Is it a reasonable idea to have Bolivia advising Mexico on the subject of lithium?

From a strictly technical point of view, that country’s experience in producing this element is extremely narrow, to say the least. A British Geological Survey report (2016) states that Bolivia has substantial potential for lithium development, with nearly 8.9 million metric tons (22 percent of the world's total), ahead of Chile (18 percent), the US (17 percent), Argentina (16 percent), China (8 percent) and the Democratic Republic of Congo (6 percent), to cite the six largest. On the other hand, according to the prestigious yearly US Geological Survey’s Mineral Commodity Summaries publication, Bolivia has not reported a single ton of production in this century.

On May 28, 2021, the state-owned company Yacimientos de Litio Bolivianos disclosed sales from potassium chloride and lithium carbonate (January to May of this year). No amounts appear about the tons produced in that period. Also, it said that an industrial-scale plant is needed to increase sales volume. Besides, it reports that the 2021 sales of lithium carbonate account for 530 tons, equivalent to nearly 0.6% of the 2020 world output of 82,000 metric tons. Such data indicates production is from a pilot plant, and the country is far from being in a position to offer any technical advice. On other words, the guidance it could eventually provide is, at best, about how to start a mini-scale operation.

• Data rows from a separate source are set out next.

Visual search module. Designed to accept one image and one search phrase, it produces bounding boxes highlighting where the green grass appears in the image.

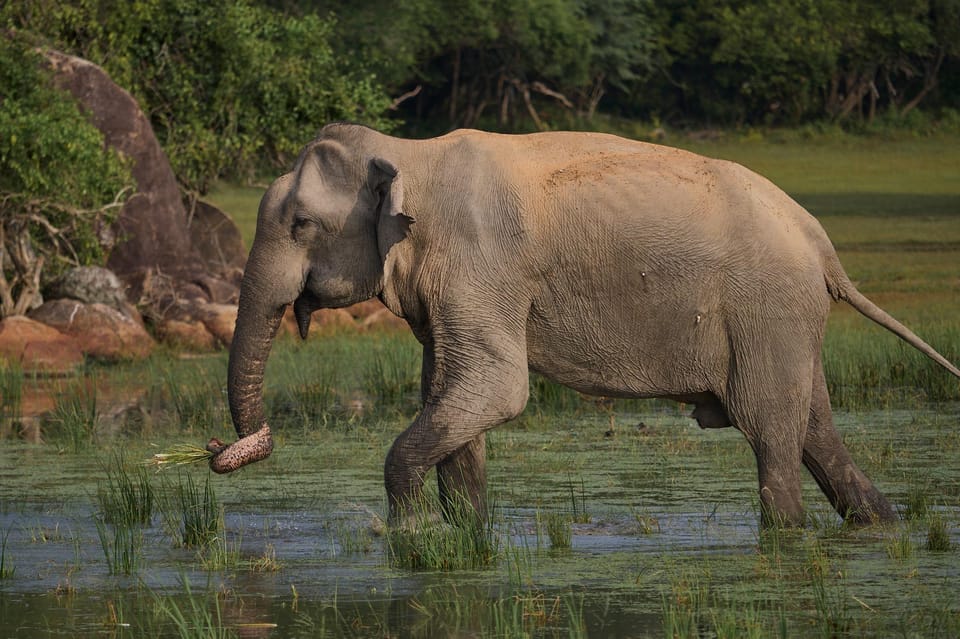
[44,379,99,453]
[386,493,499,571]
[97,452,156,526]
[160,472,224,548]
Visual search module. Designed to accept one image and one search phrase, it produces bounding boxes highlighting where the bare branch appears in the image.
[387,84,423,111]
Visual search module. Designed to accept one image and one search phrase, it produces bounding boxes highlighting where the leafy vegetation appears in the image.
[0,34,132,319]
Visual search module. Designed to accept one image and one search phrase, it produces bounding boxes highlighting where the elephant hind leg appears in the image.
[726,348,812,527]
[803,366,897,525]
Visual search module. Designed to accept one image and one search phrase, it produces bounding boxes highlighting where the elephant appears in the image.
[210,123,960,525]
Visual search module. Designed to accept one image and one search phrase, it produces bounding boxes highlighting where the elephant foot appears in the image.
[207,424,273,474]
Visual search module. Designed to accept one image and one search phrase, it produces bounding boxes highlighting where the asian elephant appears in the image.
[210,124,960,525]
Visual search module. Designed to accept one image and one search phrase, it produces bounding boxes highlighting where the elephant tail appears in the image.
[827,270,960,377]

Furthermore, Yacimientos de Litio Bolivianos’ web page displays an invitation (from April 30 to May 31) to investors to develop the resources at Uyuni, Coipasa, and Pastos Grandes. However, Bolivia has been quite erratic in its policies about developing its lithium potential. During Evo Morales’ administration, a $1.3 billion contract was awarded to a German private company to work the Salar de Uyuni deposit, which included plans for an electric battery plant where most of such lithium could be deployed. But, last November, Bolivia, walked away from that commitment, apparently on the grounds that locals felt they were not getting enough remuneration from the project. For the time being, they are working on their own and hoping to find the technical and economic resources to grow. Will it work or be rejected, as happened with the German company?

In addition, one has to acknowledge that lithium has three types of main geological occurrences: pegmatite, salar, and clay; each requires quite different know-how to extract, process and sell. Bolivia, Chile, Argentina, and partially China have salar, where the metal is present in near-surface, diluted brines that have to be concentrated and extracted to obtain the highly sought-after lithium carbonate. In this type of deposit, the three other countries have decades of experience exploring, developing and trading, whereas Bolivia is just taking its first steps. Why turn to Bolivia and not the others countries or a combination?

Mexico has no salar or pegmatite deposits that could account for any near-future (five- to 10-year span) production. Mexico's only possible lithium source to go into production is a clay type. No country in the world has yet produced any lithium from such rocks. Bolivia, then, is going to advise us on something for which they have no idea or experience with? The company investing in Sonora has published technical reports that state that lithium can be separated from clay and, in a second step, converted into lithium carbonate. The development of the mine and construction of a chemical plant will require a $400-plus million investment. Once obtained and the company can continue, Mexico will produce a fraction of what is highly demanded in the world today.

Is it possible to find in Mexico any pegmatite or salar deposits? It might be. The Mexican Geological Survey has 15-20 possible locations but any exploration process will require millions of dollars and perhaps up to 10 years before any results emerge, and success is not guaranteed.

About a week after the president's announcement, Sen. Alejandro Armenta, who presented the initiative to "nationalize" lithium in Mexico in November 2020, said that a proposal to create the National Lithium Institute is underway by the Ministry of Economy. That seems like a change of tone from the Litiomex entity he first proposed to oversee all aspects related to the element. He further declared that, after election day, on June 6, there would be meetings with ambassadors from other relevant lithium producers such as Argentina, Chile, Canada, China, Russia, Germany and Indonesia. But, again, the last three have no lithium production recorded this century. In the case of Germany, its experience in making lithium batteries could be a good option. Later, in an interview with Reuters on June 2, Armenta declared that instead of nationalization, the idea now is to welcome private investors to develop the Mexican lithium industry through a new bill coming in September. 

The question for Mexico could be: Why not seek advice and investment from China regarding lithium-carbonate production as well as lithium batteries for plug-in vehicles? That could be a win-win situation for Mexico's mining, chemical, electrical, and, eventually, automotive industries.